Peralata, born in Nicaragua, is the NPR correspondent for Mexico, Central America and the Caribbean. Using his Nicaraguan passport, he was able to enter and leave the country through an isolated northern border post. In a conversation with Confidencial and Esta Semana, he accepts: “I won’t be able to enter Nicaragua again. Maybe I could try again, but I know I won’t be allowed to enter.”
Peralta was born in Nicaragua, son of Nicaraguan parents who chose to leave the country for the United States during the “Contra” war of the eighties.
You were in Nicaragua before the 2018 crisis, covering news there for NPR. What differences did you find on this 2023 trip?
Enormous ones. When I was there reporting nearly a decade ago, people told me that President Ortega was putting together an authoritarian government. But truthfully, at that time I felt free. I could hold interviews in cafes, restaurants or in the parks; I could go to a market an ask any questions I wanted.
This time it was completely different. I couldn’t conduct any interviews in public – that’s a grave problem for a reporter, because we earn our daily bread going to a market, a plaza and talking with a lot of people. Right now, there’s a repression in Nicaragua that’s not discussed publicly, but it’s understood that if you do any reporting in public, they’ll put you in jail. Hence, it’s a completely different country.

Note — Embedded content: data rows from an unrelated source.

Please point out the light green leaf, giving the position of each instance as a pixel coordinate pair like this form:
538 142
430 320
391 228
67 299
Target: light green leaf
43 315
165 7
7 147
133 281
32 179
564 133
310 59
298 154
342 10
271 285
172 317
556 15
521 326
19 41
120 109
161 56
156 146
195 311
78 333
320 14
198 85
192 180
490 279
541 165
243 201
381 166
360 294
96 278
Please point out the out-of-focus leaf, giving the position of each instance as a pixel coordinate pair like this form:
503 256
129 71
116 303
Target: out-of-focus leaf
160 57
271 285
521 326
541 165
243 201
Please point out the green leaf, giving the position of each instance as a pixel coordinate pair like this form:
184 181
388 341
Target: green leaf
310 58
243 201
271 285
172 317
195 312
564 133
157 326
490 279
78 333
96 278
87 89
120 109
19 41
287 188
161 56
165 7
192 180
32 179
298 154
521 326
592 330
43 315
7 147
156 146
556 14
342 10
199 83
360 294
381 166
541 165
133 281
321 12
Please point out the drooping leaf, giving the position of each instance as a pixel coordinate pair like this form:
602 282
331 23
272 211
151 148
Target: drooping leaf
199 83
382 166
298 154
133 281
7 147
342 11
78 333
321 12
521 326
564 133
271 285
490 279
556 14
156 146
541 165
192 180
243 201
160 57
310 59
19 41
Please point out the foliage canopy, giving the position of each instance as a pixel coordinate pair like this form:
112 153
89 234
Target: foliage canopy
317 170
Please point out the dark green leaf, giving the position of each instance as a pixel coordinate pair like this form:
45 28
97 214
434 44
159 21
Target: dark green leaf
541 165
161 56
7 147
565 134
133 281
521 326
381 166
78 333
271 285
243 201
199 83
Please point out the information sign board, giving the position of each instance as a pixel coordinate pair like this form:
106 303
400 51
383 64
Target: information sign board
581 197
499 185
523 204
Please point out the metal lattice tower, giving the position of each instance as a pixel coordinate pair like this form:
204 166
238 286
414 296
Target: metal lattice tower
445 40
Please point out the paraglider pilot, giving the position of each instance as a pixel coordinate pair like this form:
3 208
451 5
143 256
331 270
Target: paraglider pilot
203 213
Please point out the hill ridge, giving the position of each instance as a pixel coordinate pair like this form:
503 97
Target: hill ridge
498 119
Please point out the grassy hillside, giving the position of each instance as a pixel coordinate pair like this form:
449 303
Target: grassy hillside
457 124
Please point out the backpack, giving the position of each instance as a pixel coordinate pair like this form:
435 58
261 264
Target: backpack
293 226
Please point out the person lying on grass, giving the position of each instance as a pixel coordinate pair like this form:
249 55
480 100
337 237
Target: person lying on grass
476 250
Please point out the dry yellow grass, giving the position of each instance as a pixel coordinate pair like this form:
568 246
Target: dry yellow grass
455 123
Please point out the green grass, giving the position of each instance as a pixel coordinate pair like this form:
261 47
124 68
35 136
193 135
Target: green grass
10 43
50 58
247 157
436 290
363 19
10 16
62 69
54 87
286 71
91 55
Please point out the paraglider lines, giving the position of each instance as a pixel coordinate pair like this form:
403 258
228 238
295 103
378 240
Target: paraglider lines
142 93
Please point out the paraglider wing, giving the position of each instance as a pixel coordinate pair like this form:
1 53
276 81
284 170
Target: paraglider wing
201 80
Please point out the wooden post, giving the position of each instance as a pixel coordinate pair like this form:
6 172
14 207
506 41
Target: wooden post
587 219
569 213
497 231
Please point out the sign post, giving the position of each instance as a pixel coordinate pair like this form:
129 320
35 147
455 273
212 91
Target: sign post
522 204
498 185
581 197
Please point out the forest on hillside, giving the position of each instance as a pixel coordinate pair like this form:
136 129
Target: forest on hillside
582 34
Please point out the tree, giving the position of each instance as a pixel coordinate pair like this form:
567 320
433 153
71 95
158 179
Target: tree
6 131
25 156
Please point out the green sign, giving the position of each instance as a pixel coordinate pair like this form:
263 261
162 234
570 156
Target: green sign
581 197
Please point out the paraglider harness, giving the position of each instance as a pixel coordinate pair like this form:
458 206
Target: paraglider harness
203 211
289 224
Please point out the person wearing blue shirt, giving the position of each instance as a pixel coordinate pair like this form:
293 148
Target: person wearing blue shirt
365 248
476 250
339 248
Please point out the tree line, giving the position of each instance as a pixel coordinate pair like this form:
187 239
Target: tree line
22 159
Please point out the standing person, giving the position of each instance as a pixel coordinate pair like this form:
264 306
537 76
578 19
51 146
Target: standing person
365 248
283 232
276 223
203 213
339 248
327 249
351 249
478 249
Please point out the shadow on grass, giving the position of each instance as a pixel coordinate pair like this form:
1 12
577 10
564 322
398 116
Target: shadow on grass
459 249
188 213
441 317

In ten years, it’s changed completely. Many of the people I spoke with ten years ago were no longer in Nicaragua, so I felt the exodus clearly.
You’ve covered stories in other Latin American and African countries, some of them also under situations of restrictions and authoritarianism. How do you compare today’s Nicaragua with what you’ve experienced in other places?
Interestingly, in Ethiopia, before the revolution, it was nearly impossible to report. But even in Ethiopia, which is one of the most authoritarian regimes in the world, there were opposition figures. We’d get in, and we’d get in a car, and they’d tell us: ”We’ll let you out at a gas station.” From there, someone else we didn’t know would pick us up and take us to another place. We’d get in the car again, and we’d finally get to meet that opposition figure.”
In Nicaragua, everything points to normal. There’s traffic in the streets, the shops are open, the bars are full. But there’s not one public opposition figure in the country. It’s the only country I’ve reported from where you can’t find a dissenter. I’ve reported in Venezuela, Cuba, Sudan, Zimbabwe… [Nicaragua] is the only country where you can’t interview anyone in public. All the interviews I conducted, I had to carry out in private places and with a lot of care. After that, the rest is based on observation. In the ten years that I haven’t been in the country, it’s become one of the most authoritarian countries I’ve ever reported from.
“Everyone is afraid”
How would you describe the atmosphere among the Nicaraguans you talked with? In your podcast, you talk with several people who even disclose their discomfort with the regime. What are they afraid of?
I believe there’s an unspoken agreement in Nicaragua: you can live a normal life, as long as you don’t get involved in politics. You can have a conversation in the streets – without a microphone obviously – but not about political affairs.
I went to the Metropolitan Cathedral in Managua, to the chapel there, where [in July 2020] someone threw a Molotov cocktail. A woman was there praying, and she was crying.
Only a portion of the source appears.